After the Tax Reform Act of 1986 gave most limited partnerships a bad name and caused the bottom to drop out of the tax shelter market, you practically couldn’t give LP shares away. Tables in Investment Advisor (now available on our Web site, www.investmentadvisor.com) tracked the secondary market prices for the dratted things for years as original unit prices of hundreds and thousands of dollars were replaced by highs and lows of not hundreds, sometimes not even tens of dollars, but single dollars and occasionally only cents. This made many people unhappy, many advisors unpopular, and many clients much less well off. Many of those old partnerships have been limping slowly along toward a natural demise, with investors unwilling or unable to extricate themselves as losses mounted; advisors have been trying to make the best of this bad situation for years.
Despite this bleak state of affairs, there are a few changes on the horizon.
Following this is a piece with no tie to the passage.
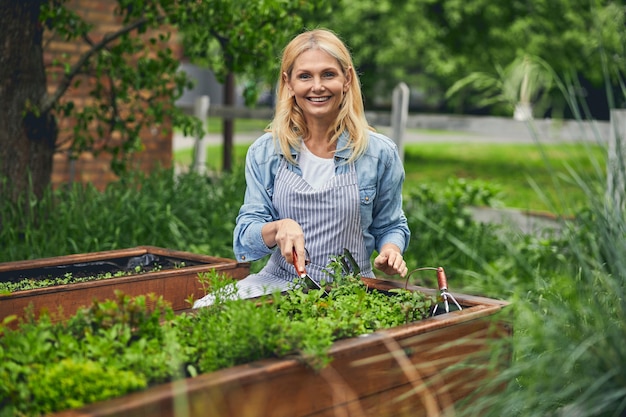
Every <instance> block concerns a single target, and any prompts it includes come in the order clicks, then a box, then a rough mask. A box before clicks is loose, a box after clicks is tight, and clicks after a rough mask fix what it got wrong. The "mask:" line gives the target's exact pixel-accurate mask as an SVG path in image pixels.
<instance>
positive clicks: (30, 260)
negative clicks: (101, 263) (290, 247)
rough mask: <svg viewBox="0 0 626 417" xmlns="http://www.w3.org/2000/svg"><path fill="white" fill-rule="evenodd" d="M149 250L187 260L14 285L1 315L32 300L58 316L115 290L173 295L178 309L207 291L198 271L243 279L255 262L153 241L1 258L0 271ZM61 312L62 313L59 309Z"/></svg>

Nothing major, but there are times and places when and where clients should invest in LPs.
The Plus Side
Some share prices of older LPs are on the way up, and some have risen higher than their original issue price. “I think the supply is dwindling and the demand has increased, which actually makes it more competitive pricing-wise,” says Angelo Ragone, president of New York Asset Exchange in Sarasota, Florida, which values, appraises, and resells shares in various illiquid assets, including LPs. “We’ve actually seen the discounts [from original issue price] drop from a high of 48% in 1994 down to 28% [today]. I think two things have happened: Supply and demand, and partnerships are liquidating.”
Supply and demand? How can that be, for something like LPs that have been reviled for so many years? There are several factors to consider, Ragone argues. One is that partnerships in the process of liquidation are managing to do so at a higher value than shareholders originally anticipated. This increases the share price on other partnerships still out there, as people anticipate a higher return on those LPs. “If you look at a portfolio of assets,” says Ragone, “and they start liquidating some of those assets on the high side of expectations, it will encourage the buyers to pay up the next time they [partnership shares] come around [for sale].”
Add to that the fact that some brokers, Ragone says, “hustling to make money,” are looking for “buyers who are much more competitive. There’s actually been a big disparity,” he points out. “In the beginning, you’d see all these people who’d try to lowball and buy [partnership shares].” Now, however, with improved prospects for returns in the offing, there’s actually a market for shares of increasing value.
Another factor is general partners who are “proactive in liquidating assets.” This, says Ragone, “has really brought the market up.” One of the chief disadvantages of LPs has, of course, been the fact that funds are tied up for indefinite periods. Anticipation of liquidation improves the price–”Lack of liquidity probably accounts for at least 65% of the discount [on share prices],” notes Ragone. The general partners who are liquidating assets will cause prices to rise on their other partnerships, says Ragone. As partnerships begin to discuss exit strategies and plan for liquidation, he says, share prices go up. And “there are proposed roll-ups going on with some of the corporate property associate partnerships, which has helped to increase the value of the partnerships because they’re an exit strategy,” he points out.
This is where his second factor comes in. As partnerships liquidate and the number of shares on the market goes down, the ones left may rise in price.
The Market Is Downsizing
A good and bad thing about the LP market is that it is shrinking. While raising the price for some of the shares on the market (a minority of them, according to most industry experts we spoke with), the shrinkage is simply a sign that the old LPs are going away. As one source, an executive with one of the secondary market firms for LPs, says, “Prices have dropped simply because the assets in the partnerships are getting old and losing value.” The number of transactions may remain the same, but prices are trending lower. Prices are going down across the board, said the executive, who requested anonymity, but there are upsurges in trading activity at various times. “When the real estate market is hot, real estate shares go up. Tax credit programs are popular around tax season, when [investors] think they can use them or when they realize they don’t need them any more.”
The volume of tender offers has slowed down quite a bit from three years ago as well, according to Lori Sarian, a registered rep of North Coast Securities Corp. in Delray Beach, Florida, another firm that serves as a marketplace for LPs. “Entities that were doing a hundred [tender] offerings a month are now doing maybe thirty or forty. With the decrease in tender offers, sales [on the regular secondary market for LPs] have picked up. It’s not astronomical–probably two or three trades a month that I wouldn’t have seen before.”
One of the reasons the LP market is going away, Sarian believes, is the greater prevalence of Regulation D offerings, the SEC-regulated private placements open to qualified investors. “I read somewhere a couple of years ago,” she says, “that the IRS believes there are over three million Reg. D offerings. That’s where angel money comes into play. You have a few investors and not much expenses. You don’t have to file anything.” Not, she points out, that the Reg. D offerings are raising as much money as LPs did in the 1980s, but she theorizes that if you add them all together, “for investors whose portfolio is adequate for a little risk capital, private placements are filling the void.”
“I don’t know if those numbers [the three million Reg. D offerings] are accurate,” she says, “but every day I see two or three private placements that I never saw before. I know there are a lot of new Reg. D offerings out there.”